If there is then a field in the details panel that lets me specify the command line compiler call, then anyting that can compile into a DLL is good for UE4 coding…
Rather than C++, it would probably make sense to use something like UnrealScript since the syntax is remarkably similar and it can be compiled into the blueprint bytecode quite happily instead of creating some kind of autogenerated C++ monster that causes people headaches and comes with additional compile time…
Other language scripting will be nice for us, every one has is preference (as i like pascal, and almost hated C++ once… ), but the value of this “C++ nodes” relay on performance gain and low level access to the engine in the easiest way. I don’t think Epic will spend resources implementing more scripting options when they are already putted big effort in offering a powerful visual scripting language: Blueprints.
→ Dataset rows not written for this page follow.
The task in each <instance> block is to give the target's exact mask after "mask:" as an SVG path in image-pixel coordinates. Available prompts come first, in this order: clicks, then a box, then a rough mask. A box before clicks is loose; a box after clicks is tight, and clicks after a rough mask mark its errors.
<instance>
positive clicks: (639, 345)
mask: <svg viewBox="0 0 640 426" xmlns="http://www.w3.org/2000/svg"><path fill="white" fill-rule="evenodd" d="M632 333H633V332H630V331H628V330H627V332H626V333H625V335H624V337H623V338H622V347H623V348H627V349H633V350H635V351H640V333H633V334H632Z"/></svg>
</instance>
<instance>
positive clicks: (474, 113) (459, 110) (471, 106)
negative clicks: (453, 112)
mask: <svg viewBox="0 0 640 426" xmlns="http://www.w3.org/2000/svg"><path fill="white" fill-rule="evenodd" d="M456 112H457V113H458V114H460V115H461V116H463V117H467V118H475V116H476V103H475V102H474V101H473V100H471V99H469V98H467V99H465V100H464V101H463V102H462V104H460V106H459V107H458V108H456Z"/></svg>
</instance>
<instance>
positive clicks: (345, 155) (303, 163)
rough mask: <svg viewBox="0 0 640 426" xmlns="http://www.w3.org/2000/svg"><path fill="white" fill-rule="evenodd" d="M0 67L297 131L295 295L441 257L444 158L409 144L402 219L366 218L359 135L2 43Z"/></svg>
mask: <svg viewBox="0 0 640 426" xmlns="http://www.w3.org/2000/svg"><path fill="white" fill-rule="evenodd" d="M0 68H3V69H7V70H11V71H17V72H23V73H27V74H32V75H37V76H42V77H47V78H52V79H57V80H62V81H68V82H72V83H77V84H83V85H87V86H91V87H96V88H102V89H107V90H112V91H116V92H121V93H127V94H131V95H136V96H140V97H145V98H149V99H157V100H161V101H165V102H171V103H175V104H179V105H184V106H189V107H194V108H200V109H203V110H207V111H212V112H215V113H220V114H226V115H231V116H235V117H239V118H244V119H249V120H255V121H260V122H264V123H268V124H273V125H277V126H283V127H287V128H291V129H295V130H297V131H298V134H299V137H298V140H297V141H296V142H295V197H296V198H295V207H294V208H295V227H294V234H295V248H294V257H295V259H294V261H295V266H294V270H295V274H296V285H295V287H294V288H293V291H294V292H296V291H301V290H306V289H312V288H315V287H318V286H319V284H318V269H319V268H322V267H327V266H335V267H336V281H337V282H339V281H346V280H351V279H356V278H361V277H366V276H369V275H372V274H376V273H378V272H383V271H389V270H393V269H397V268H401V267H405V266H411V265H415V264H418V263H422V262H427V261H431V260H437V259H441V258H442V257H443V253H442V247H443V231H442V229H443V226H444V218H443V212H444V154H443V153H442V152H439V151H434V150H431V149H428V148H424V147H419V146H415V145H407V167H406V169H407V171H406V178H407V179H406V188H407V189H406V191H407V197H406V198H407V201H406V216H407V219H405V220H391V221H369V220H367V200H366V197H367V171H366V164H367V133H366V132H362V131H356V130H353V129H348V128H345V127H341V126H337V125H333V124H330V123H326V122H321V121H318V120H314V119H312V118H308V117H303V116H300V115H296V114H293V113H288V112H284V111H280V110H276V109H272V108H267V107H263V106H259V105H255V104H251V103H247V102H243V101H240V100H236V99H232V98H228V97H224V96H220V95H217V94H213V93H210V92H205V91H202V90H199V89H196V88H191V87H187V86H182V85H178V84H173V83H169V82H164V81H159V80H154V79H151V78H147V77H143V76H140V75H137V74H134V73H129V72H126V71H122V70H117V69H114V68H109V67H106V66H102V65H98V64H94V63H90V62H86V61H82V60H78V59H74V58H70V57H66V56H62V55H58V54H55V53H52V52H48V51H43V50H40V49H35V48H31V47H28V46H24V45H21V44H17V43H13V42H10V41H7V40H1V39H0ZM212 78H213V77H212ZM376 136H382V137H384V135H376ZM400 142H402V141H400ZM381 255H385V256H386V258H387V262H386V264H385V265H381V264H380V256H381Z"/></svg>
This suggestion can be implemented more easy than integrating a new scripting language. With the same bases of Blueprint Libraries Just making some interface additions, linking some stuff and done! (lol, says me)
While to implement another scripting language you need to make a interpreter or compiler to BP byte-code. I try to keep myself realistic even sometimes seems the contrary
maybe its possible to create utility that can convert bp in c++(nodes to c++ code symbols), for example i create my actor in bp with some logic and then click button and unreal generate “.cpp" and ".h” files with the same functional, bu default it can be done not ideal and if user wont? — it can do optimization by hands
here is example from epic Unity to unreal tutorial
I think its upto us to make things like that. It doesn’t serve epic well to debug all the issues that come with scripting languages and let’s face it they slow down the engine after all the work they put in to make it c++ based without uscript. I think the community will add languages in time. Money on LUA being first.
I really support the idea of compiling blueprint graphs into C++ code.Also the idea of in-editor coding is really nice.
I dont really see the point for large scripting language support on the part of Epic.
If users want/need that, they should implement and support that themselves on a plugin basis.